If the engine is not in 'resume next' mode then it reports the error to the host, and returns another special code, SCRIPT_E_REPORTED. This error indicates to the host that an error occurred but that the host already knows about it. This is intended to forestall this problem: suppose you have a JScript block that calls a VBScript block which causes an unhandled error. Both engines are going to see an error code. The JScript engine does not know that it called the VBScript engine, and hence that the host already knows about the error. The JScript engine just knows that it made a call and an error code came back. The VBScript engine needs some way to tell the JScript engine to treat this like an error, but also make sure that JScript does not tell the host to pop up another dialog box saying that there was a script error. Without such a mechanism, you can construct scenarios in which the same error is reported to the user an arbitrarily large number of times.

The implementation of the Err object should now be transparent -- it simply looks at the information which the engine recorded at the time of the error. The error number, description, and so on, are reported as they were reported to us by the object which failed. If there was no such information reported, well, you're out of luck then.

Comments

  • Anonymous
    August 23, 2004
    The comment has been removed
  • Anonymous
    August 23, 2004
    The comment has been removed
  • Anonymous
    August 24, 2004
    8/24/2004 5:34 AM Ron

    > The usual method [for VBScript] is by using
    > On Error Resume Next and checking error
    > codes after the statement executes.

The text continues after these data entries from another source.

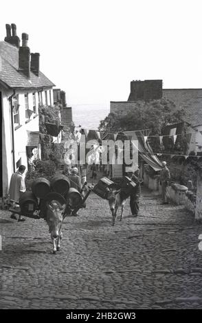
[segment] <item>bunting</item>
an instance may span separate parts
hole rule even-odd
[[[173,135],[173,142],[174,142],[174,144],[175,144],[176,140],[177,140],[177,135]]]

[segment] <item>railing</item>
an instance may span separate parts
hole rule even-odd
[[[162,192],[161,186],[159,181],[159,175],[154,175],[148,168],[144,168],[144,183],[155,195],[161,195]],[[167,192],[170,201],[177,205],[184,205],[185,208],[195,214],[196,194],[191,190],[188,190],[187,186],[172,183],[167,187]]]

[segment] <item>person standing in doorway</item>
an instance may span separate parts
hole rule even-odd
[[[25,179],[23,174],[25,172],[26,168],[23,165],[21,165],[16,172],[14,172],[11,177],[10,186],[9,186],[9,195],[10,200],[12,203],[12,206],[14,208],[16,203],[19,203],[20,197],[26,190]],[[21,215],[12,213],[10,216],[11,219],[17,220],[19,221],[24,221],[25,219]]]
[[[71,188],[76,188],[78,192],[80,192],[82,188],[81,179],[78,175],[78,169],[77,167],[74,167],[71,170],[71,175],[69,176],[70,179]]]
[[[168,204],[167,187],[170,179],[170,174],[169,169],[166,166],[166,162],[162,162],[163,169],[161,170],[160,173],[160,184],[161,184],[163,198],[162,204]]]

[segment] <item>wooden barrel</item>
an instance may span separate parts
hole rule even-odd
[[[130,195],[136,185],[130,177],[124,176],[120,183],[120,187],[126,194]]]
[[[69,179],[63,175],[56,175],[51,181],[51,186],[54,192],[63,195],[70,188]]]
[[[38,209],[37,199],[31,192],[25,192],[19,199],[21,214],[26,216],[33,214]]]
[[[93,191],[98,195],[98,197],[102,199],[106,199],[107,192],[106,189],[110,188],[115,188],[115,187],[116,184],[113,181],[111,181],[107,177],[102,177],[99,180],[98,183],[95,185]]]
[[[67,201],[59,193],[56,192],[50,192],[43,199],[40,200],[39,209],[40,209],[40,216],[41,218],[46,217],[47,212],[47,205],[52,201],[55,200],[59,202],[61,205],[66,204]]]
[[[32,192],[36,197],[43,199],[50,192],[50,183],[44,177],[38,177],[32,182]]]
[[[82,203],[82,196],[76,188],[71,188],[67,194],[67,203],[74,209]]]

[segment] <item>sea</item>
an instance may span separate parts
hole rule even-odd
[[[98,130],[100,122],[109,113],[106,104],[72,104],[72,119],[75,126]]]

    This must make some coding structures even more painful in VBScript than in VB. Thank you for the information though.

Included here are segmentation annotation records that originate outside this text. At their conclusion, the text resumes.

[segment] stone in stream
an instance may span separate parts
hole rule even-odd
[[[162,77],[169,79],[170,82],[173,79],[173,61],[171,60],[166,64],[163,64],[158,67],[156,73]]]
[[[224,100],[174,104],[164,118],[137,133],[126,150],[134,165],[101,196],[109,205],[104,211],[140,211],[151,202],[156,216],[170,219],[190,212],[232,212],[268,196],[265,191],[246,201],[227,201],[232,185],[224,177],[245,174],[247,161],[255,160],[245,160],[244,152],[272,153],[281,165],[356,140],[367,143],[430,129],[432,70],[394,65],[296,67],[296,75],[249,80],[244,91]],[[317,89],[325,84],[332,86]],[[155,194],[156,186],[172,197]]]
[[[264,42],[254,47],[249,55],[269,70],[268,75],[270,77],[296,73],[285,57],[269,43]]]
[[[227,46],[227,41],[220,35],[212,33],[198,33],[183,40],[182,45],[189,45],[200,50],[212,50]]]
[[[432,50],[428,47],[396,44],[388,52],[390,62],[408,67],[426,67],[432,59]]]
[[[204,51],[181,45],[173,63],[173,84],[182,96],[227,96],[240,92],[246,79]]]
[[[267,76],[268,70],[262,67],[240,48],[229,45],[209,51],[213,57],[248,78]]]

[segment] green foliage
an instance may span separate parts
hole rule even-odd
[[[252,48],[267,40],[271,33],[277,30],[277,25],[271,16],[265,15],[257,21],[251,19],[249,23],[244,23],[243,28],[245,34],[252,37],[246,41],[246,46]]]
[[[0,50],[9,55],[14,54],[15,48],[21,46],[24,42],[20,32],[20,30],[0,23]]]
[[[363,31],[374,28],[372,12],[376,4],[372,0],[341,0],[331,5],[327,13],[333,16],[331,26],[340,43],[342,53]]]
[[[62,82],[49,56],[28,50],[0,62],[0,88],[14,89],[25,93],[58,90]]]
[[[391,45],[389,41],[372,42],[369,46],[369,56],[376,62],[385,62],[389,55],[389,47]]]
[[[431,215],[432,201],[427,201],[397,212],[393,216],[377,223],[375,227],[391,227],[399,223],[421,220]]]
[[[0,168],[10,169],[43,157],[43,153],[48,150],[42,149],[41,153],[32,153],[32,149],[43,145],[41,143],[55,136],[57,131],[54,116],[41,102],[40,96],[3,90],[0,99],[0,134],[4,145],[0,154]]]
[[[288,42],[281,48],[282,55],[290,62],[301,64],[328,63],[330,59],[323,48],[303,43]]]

    > As for why the [VB] function didn't raise
    > out of your error handler

    Right, I said someone taught me that the Resume statement must be used IN ADDITION TO the On Error Goto 0 statement.

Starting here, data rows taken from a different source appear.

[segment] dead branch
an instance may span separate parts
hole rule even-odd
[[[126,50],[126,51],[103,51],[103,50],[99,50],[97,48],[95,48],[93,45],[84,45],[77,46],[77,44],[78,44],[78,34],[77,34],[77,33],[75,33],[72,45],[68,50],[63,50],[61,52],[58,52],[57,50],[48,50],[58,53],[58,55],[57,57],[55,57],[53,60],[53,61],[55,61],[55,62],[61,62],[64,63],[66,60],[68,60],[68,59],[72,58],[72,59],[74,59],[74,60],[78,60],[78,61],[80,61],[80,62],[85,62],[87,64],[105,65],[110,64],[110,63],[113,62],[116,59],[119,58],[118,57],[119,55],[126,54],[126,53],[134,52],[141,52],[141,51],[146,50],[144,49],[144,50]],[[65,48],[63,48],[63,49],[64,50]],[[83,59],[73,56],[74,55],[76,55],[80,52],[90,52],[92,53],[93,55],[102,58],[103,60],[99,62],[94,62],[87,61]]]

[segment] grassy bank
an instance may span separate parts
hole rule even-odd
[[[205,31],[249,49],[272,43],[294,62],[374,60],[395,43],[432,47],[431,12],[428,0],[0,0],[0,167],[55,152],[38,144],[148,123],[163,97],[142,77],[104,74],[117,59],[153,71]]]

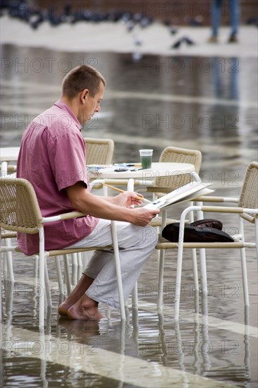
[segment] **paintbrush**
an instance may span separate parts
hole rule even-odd
[[[124,190],[122,190],[121,188],[118,188],[117,187],[115,187],[115,186],[111,186],[111,185],[108,185],[107,183],[104,183],[103,182],[102,182],[102,185],[104,185],[105,186],[109,187],[110,188],[113,188],[113,190],[116,190],[116,191],[120,191],[120,193],[124,193],[125,192]],[[139,195],[137,195],[136,197],[136,199],[140,200],[141,201],[147,202],[148,203],[152,203],[152,201],[149,201],[149,200],[147,200],[144,197],[139,197]]]

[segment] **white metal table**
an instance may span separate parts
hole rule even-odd
[[[153,162],[151,169],[135,169],[135,171],[128,170],[118,172],[109,171],[109,169],[103,169],[96,171],[94,177],[97,181],[104,179],[106,182],[109,179],[125,179],[128,190],[133,191],[135,179],[140,180],[142,186],[149,186],[154,184],[156,178],[167,176],[168,179],[172,179],[173,176],[189,173],[192,174],[195,178],[197,174],[197,173],[195,174],[195,166],[189,163]]]

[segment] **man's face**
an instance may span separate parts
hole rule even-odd
[[[104,86],[102,82],[100,82],[99,91],[94,97],[89,94],[86,96],[85,103],[82,107],[79,117],[79,121],[81,124],[85,124],[90,120],[95,112],[100,111],[100,103],[103,99]]]

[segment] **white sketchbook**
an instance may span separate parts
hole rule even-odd
[[[192,200],[201,195],[207,195],[214,191],[208,188],[211,185],[212,183],[191,182],[171,193],[168,193],[168,194],[151,203],[148,203],[145,207],[147,209],[161,209],[170,205]]]

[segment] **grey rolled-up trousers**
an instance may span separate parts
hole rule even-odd
[[[119,221],[116,222],[116,225],[125,301],[157,243],[158,236],[156,229],[152,226],[135,226]],[[102,247],[111,244],[111,222],[99,219],[91,234],[69,248]],[[115,260],[112,250],[95,251],[82,273],[94,279],[85,293],[89,298],[119,308]]]

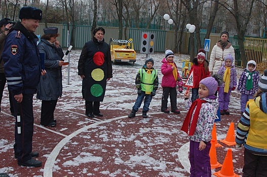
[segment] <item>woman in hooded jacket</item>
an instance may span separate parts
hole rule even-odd
[[[218,73],[219,69],[224,63],[224,58],[228,54],[231,54],[234,58],[233,63],[235,65],[235,50],[228,40],[228,32],[222,32],[220,35],[220,38],[221,39],[213,47],[210,54],[209,70],[211,75]]]

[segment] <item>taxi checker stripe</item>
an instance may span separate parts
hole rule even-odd
[[[112,40],[113,42],[118,42],[118,43],[132,43],[132,40],[119,40],[119,39],[113,39]]]
[[[21,79],[21,76],[20,77],[6,77],[7,80],[19,80]]]
[[[16,81],[16,82],[9,82],[9,81],[8,81],[8,85],[15,85],[16,84],[20,83],[21,83],[21,82],[22,82],[22,80],[18,81]]]

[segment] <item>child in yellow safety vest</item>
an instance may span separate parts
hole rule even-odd
[[[128,116],[129,118],[135,117],[135,113],[141,106],[144,98],[142,116],[143,118],[147,117],[146,113],[148,111],[150,103],[152,97],[156,95],[156,91],[159,86],[158,71],[153,68],[154,65],[153,59],[147,58],[144,66],[138,71],[135,78],[138,96],[132,112]]]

    By the way errors were not expected in the error handler (this is the reason I put an On Error Goto 0 at the beginning of the error handler). But the handler Gotoed back to the normal chain of processing, and certain other possible errors were prepared for later (On Error Goto other_handler), but I didn't know at the time that the VB runtime still considered the function to be in handling mode and considered the new error a double fault. So yes I put a Resume in the handler just after the handler's On Error Goto 0. 3 labels and visible gotos per handler.
  • Anonymous
    August 27, 2004
    Curious about something. Does this mean that Resume Next is actually much slower than catching errors, because it terminates and restarts the interpreter every time? Or does this always happen, or did I just read that wrong?

    A side note: Goto sounds like a really messy brand of toy goop. It must be Friday. ^_^
  • Anonymous
    August 27, 2004
    The comment has been removed
  • Anonymous
    September 02, 2004
    How does IErrorInfo relate to EXCEPINFO? I have used IErrorInfo extensively in ATL COM objects to return error descriptions and source information back to VBScript, which seems to be what the EXCEPINFO structure does too? Are these two ways to do the same thing?
  • Anonymous
    September 02, 2004
    The point of IErrorInfo is to provide the information in an EXCEPINFO to objects that are designed to be called on vtable interfaces rather than via IDispatch.

    VBScript doesn't use IErrorInfo because VBScirpt never calls via anything but IDispatch. (OK, that's a lie; there is ONE special case which I will blog about at some point where we call IErrorInfo.)

    IErrorInfo is clearly the more "COM-like" way to do things. Many problems -- like the ones I mention Spot The Defect Part Two -- could have been avoided had the OLE Automation designers chosen to pass back error information via an interface rather than a struct.

    Unfortunately the OLE Automation interfaces were written very early in the history of COM, back when it really wasn't so clear what exactly "COM-like" meant. From a design perspective, lots of OLE Automation is essentially just a thin COM wrapper overtop of a Win32-API-style-hey-let's-pass-some-pointers-to-structs-around model. EXCEPINFO is part of that. Were we to design late-bound dispatch interfaces in COM today, they'd use interfaces like IErrorInfo. But, sadly, we're stuck with two ways to do the same thing.